Requires rebuilding numerous packages that depend on ruby. All these packages have to be updated to support new virtual provides.

  • 452 in total (211 matches from previous query, of course)
repoquery --repoid=rawhide-source --arch=src --whatrequires '*ruby*' | sort | uniq

How To Test

  • No special hardware is needed.
  • To test, install Ruby 2.0.0 from the testing repository http://vondruch.fedorapeople.org/ruby_2.0.0.repo. Or better, ẗhere will soon available dedicated tag in Koji.
  • Try to locally rebuild your packages using Ruby 2.0.0.
  • Use the packages with your applications previously written in Ruby (be sure to upgrade your applications to Ruby 2.0.0 first).
  • If something doesn't work as it should, let us know (specifically, concentrate on correct load paths, encodings, changes in binary extensions and also other new features added between 1.9.3 and 2.0.0).

User Experience

The Ruby programmes/scripts should behave as they were used to. However, you might notice faster startup due to improvements of require performance and in some use-cases lower memory footprint, since Ruby's garbage collector is now COW friendly.

Dependencies

Ruby has more than 450 dependencies in Fedora, most of them are Rubygems. All of these 450 will have to be rebuilt and tested.

Contingency Plan

We would like to get a special buildroot tag to be able to rebuild all the packages with Ruby 2.0.0. If anything goes wrong, the tag could be easily dropped and previous version of Ruby 1.9.3 and its dependencies stays intact. The tag would be merged into F19 right before branching.

Documentation

http://www.ruby-doc.org/

Release Notes

  • The Ruby 2.0.0 breaks ABI compatibility with previous version of Ruby, therefore soname was bumped.

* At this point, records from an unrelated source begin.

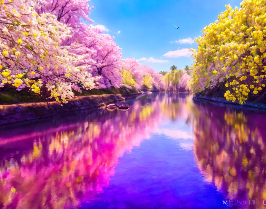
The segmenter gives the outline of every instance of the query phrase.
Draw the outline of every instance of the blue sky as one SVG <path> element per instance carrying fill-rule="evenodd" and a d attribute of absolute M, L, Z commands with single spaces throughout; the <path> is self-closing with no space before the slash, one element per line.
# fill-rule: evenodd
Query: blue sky
<path fill-rule="evenodd" d="M 187 49 L 197 48 L 191 43 L 195 37 L 218 19 L 226 4 L 239 7 L 241 1 L 91 0 L 90 17 L 94 25 L 115 37 L 123 58 L 134 57 L 158 72 L 169 71 L 173 65 L 181 69 L 191 65 Z"/>

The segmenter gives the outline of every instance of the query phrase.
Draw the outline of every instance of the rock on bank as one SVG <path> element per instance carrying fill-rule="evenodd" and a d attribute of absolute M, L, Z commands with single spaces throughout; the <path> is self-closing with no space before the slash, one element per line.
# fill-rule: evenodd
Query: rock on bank
<path fill-rule="evenodd" d="M 0 125 L 47 118 L 60 113 L 103 106 L 125 101 L 121 94 L 79 96 L 63 106 L 56 102 L 0 105 Z"/>

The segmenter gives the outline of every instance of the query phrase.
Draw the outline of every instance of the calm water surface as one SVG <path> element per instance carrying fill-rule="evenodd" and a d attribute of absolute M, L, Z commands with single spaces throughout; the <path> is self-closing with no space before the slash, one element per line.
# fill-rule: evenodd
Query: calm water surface
<path fill-rule="evenodd" d="M 181 93 L 126 103 L 0 126 L 0 208 L 266 208 L 265 112 Z"/>

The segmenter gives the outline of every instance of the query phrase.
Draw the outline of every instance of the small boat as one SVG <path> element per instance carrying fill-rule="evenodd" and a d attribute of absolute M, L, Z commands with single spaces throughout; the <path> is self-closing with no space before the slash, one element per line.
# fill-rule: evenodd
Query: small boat
<path fill-rule="evenodd" d="M 106 108 L 111 110 L 116 109 L 118 107 L 118 106 L 116 104 L 108 104 L 106 106 Z"/>
<path fill-rule="evenodd" d="M 118 109 L 124 110 L 127 110 L 129 108 L 128 104 L 121 104 L 118 107 Z"/>

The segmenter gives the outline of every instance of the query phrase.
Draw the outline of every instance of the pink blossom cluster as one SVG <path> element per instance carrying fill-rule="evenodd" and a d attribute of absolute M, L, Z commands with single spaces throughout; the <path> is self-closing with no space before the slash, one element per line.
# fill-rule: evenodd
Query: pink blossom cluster
<path fill-rule="evenodd" d="M 64 103 L 73 90 L 119 88 L 122 67 L 132 71 L 136 88 L 145 75 L 159 87 L 159 73 L 122 59 L 113 37 L 81 22 L 93 22 L 92 7 L 85 0 L 1 0 L 0 88 L 26 88 Z"/>

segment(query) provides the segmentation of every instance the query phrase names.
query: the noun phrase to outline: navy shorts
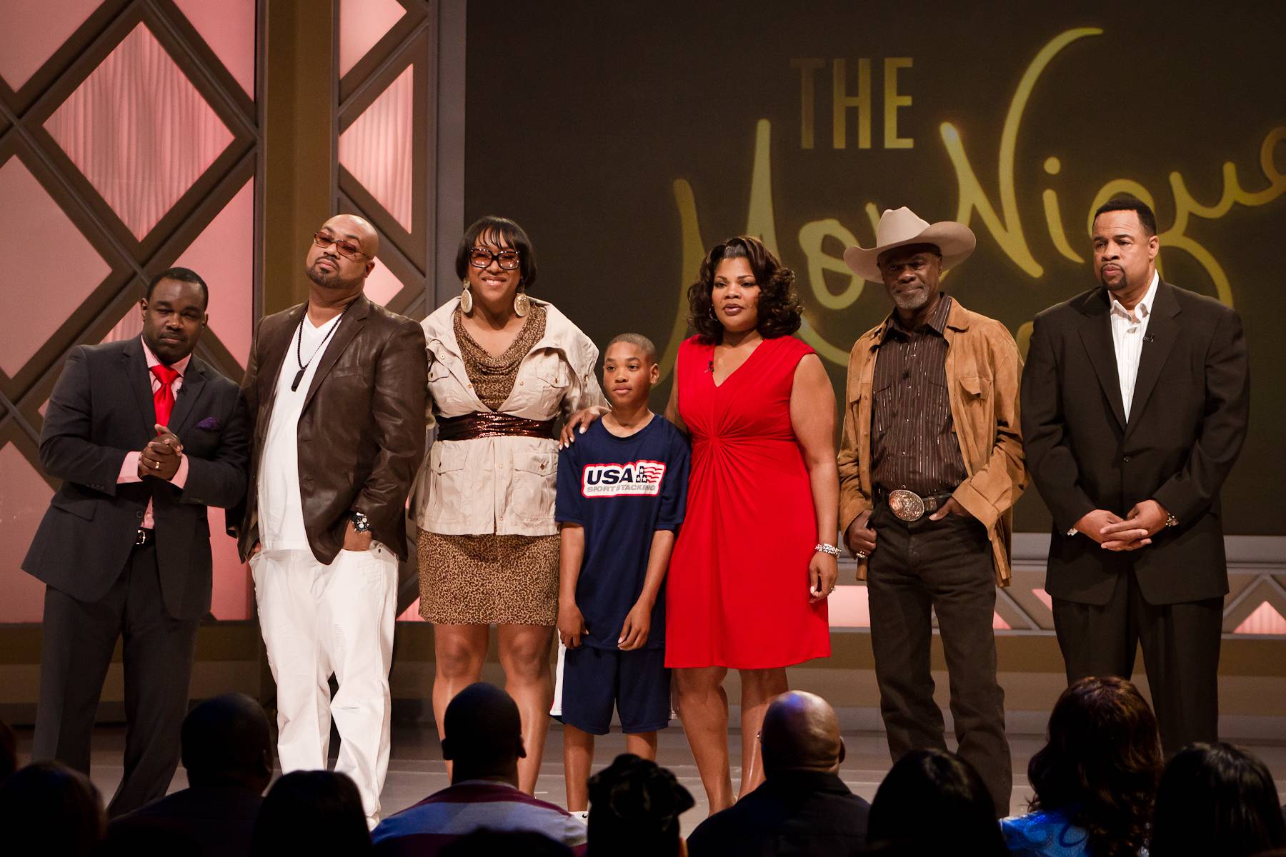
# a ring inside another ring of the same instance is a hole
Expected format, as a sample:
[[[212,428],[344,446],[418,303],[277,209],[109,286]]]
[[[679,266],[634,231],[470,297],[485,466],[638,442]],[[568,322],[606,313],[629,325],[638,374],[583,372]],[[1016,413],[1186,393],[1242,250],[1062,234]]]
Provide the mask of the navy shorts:
[[[619,651],[558,646],[558,682],[550,713],[590,735],[607,735],[612,708],[621,731],[653,732],[670,725],[670,671],[665,649]]]

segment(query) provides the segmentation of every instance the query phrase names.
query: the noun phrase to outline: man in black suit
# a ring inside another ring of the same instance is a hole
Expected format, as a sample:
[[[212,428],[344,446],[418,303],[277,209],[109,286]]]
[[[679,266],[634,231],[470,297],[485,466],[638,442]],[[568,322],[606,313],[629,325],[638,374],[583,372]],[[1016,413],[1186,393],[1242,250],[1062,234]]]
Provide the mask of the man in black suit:
[[[1022,437],[1053,515],[1046,591],[1067,681],[1123,676],[1142,644],[1166,752],[1217,740],[1228,569],[1219,488],[1246,437],[1241,317],[1163,283],[1156,217],[1098,208],[1101,283],[1037,316]]]
[[[41,465],[63,484],[22,563],[46,583],[32,757],[89,772],[98,698],[123,635],[129,727],[112,816],[170,786],[210,610],[206,508],[246,492],[239,391],[192,355],[207,303],[195,272],[157,275],[139,302],[140,338],[68,355],[40,436]]]
[[[264,789],[273,780],[273,732],[246,694],[207,699],[183,721],[188,788],[113,818],[100,854],[248,854]]]

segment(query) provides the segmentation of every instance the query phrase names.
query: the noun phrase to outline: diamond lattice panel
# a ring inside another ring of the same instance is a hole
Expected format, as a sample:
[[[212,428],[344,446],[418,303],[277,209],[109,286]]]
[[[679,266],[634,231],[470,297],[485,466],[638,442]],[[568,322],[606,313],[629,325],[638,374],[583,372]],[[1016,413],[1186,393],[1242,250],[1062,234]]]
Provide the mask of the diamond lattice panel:
[[[141,23],[45,127],[139,240],[233,140]]]
[[[206,281],[210,329],[244,366],[255,315],[253,180],[237,191],[175,265],[190,267]]]
[[[255,98],[255,0],[175,0],[175,5]]]
[[[22,293],[30,299],[21,312],[0,312],[0,369],[13,376],[111,267],[18,158],[0,166],[0,235],[17,242],[28,260],[57,260],[23,265]]]
[[[412,102],[415,80],[410,66],[340,135],[340,163],[370,195],[410,231]]]
[[[0,5],[0,76],[21,89],[102,0],[17,0]]]
[[[340,0],[340,77],[347,75],[404,14],[406,9],[397,0]]]
[[[125,342],[126,339],[132,339],[134,337],[143,333],[143,314],[139,312],[139,306],[131,303],[130,308],[125,311],[125,315],[116,326],[107,331],[103,337],[103,342]]]
[[[40,622],[45,585],[22,570],[53,490],[13,443],[0,447],[0,622]]]

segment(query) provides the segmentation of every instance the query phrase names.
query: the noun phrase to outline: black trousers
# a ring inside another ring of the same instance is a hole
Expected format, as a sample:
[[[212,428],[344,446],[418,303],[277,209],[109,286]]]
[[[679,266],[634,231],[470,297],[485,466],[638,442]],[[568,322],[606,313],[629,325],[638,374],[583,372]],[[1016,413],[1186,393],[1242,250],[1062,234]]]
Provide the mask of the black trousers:
[[[867,564],[871,645],[880,712],[894,762],[916,749],[946,749],[930,673],[932,618],[946,657],[958,754],[986,782],[998,815],[1010,815],[1013,771],[1004,738],[1004,691],[995,680],[995,565],[977,520],[946,515],[907,523],[880,504]]]
[[[1152,691],[1161,747],[1170,755],[1193,741],[1219,740],[1219,641],[1223,599],[1148,604],[1124,573],[1107,604],[1053,599],[1053,627],[1067,684],[1134,672],[1134,651]]]
[[[198,624],[166,610],[152,545],[130,554],[121,577],[98,601],[46,587],[32,758],[58,759],[89,773],[103,678],[123,636],[125,776],[108,815],[165,795],[179,764]]]

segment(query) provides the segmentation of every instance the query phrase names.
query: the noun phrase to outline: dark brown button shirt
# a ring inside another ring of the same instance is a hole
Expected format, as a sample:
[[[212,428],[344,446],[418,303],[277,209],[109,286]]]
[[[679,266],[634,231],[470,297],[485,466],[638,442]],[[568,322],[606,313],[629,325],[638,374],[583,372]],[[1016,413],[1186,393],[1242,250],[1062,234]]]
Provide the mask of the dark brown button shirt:
[[[954,491],[968,477],[952,425],[946,394],[946,339],[952,299],[904,330],[894,312],[885,321],[871,394],[871,482],[925,497]]]

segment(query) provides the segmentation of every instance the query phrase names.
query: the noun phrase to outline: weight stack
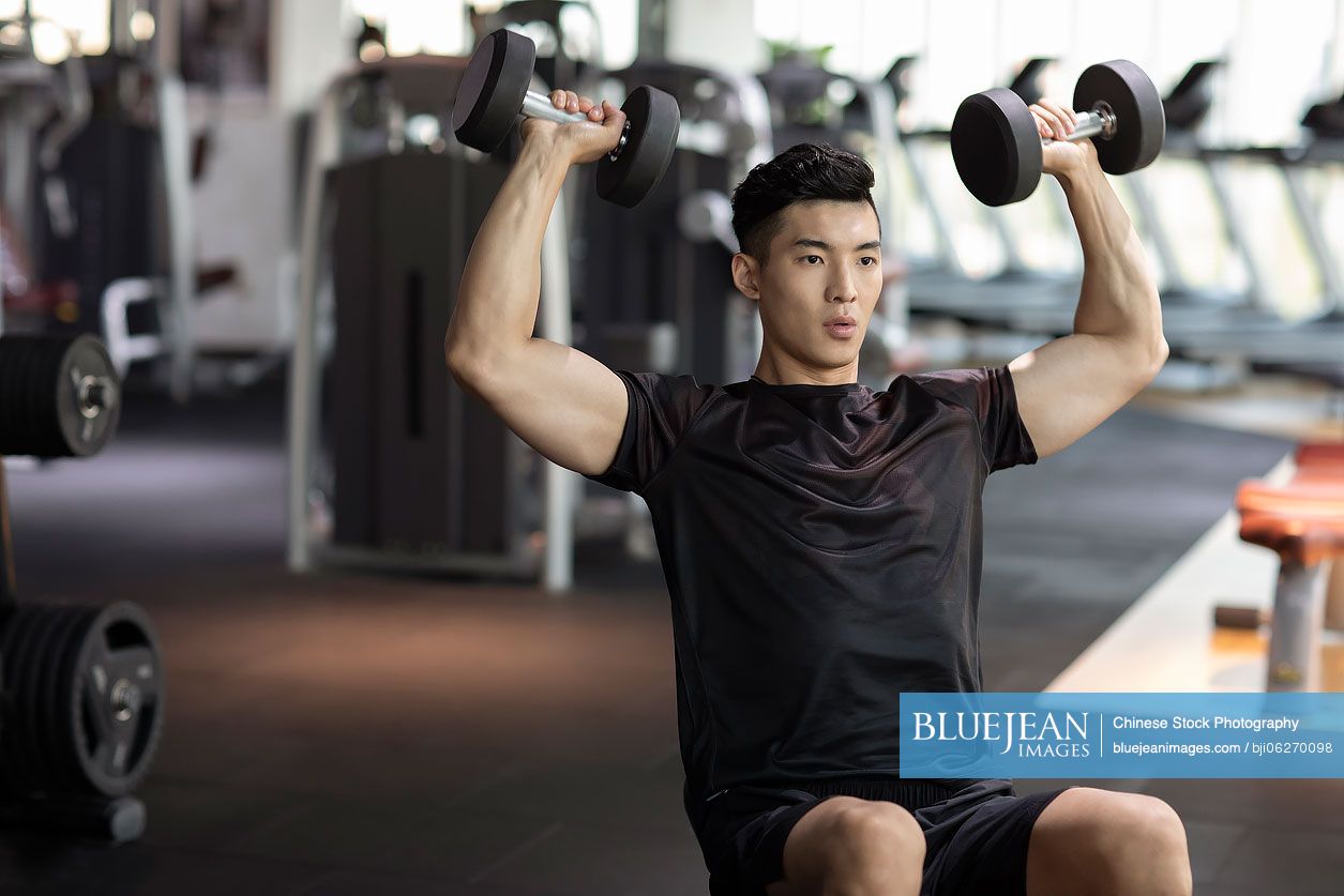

All RubyGems which use binary extensions should be rebuilt. All applications which use Ruby binding should be rebuilt. Nevertheless, since upstream payed great attention to source compatibility, no changes to your code are needed.
  • RubyGems with binary extensions now use different directory structure, to provide better compatibility with JRuby and other interpreters. All libraries need to be adjusted to this change. This change is reflected in new packaging guidelines draft.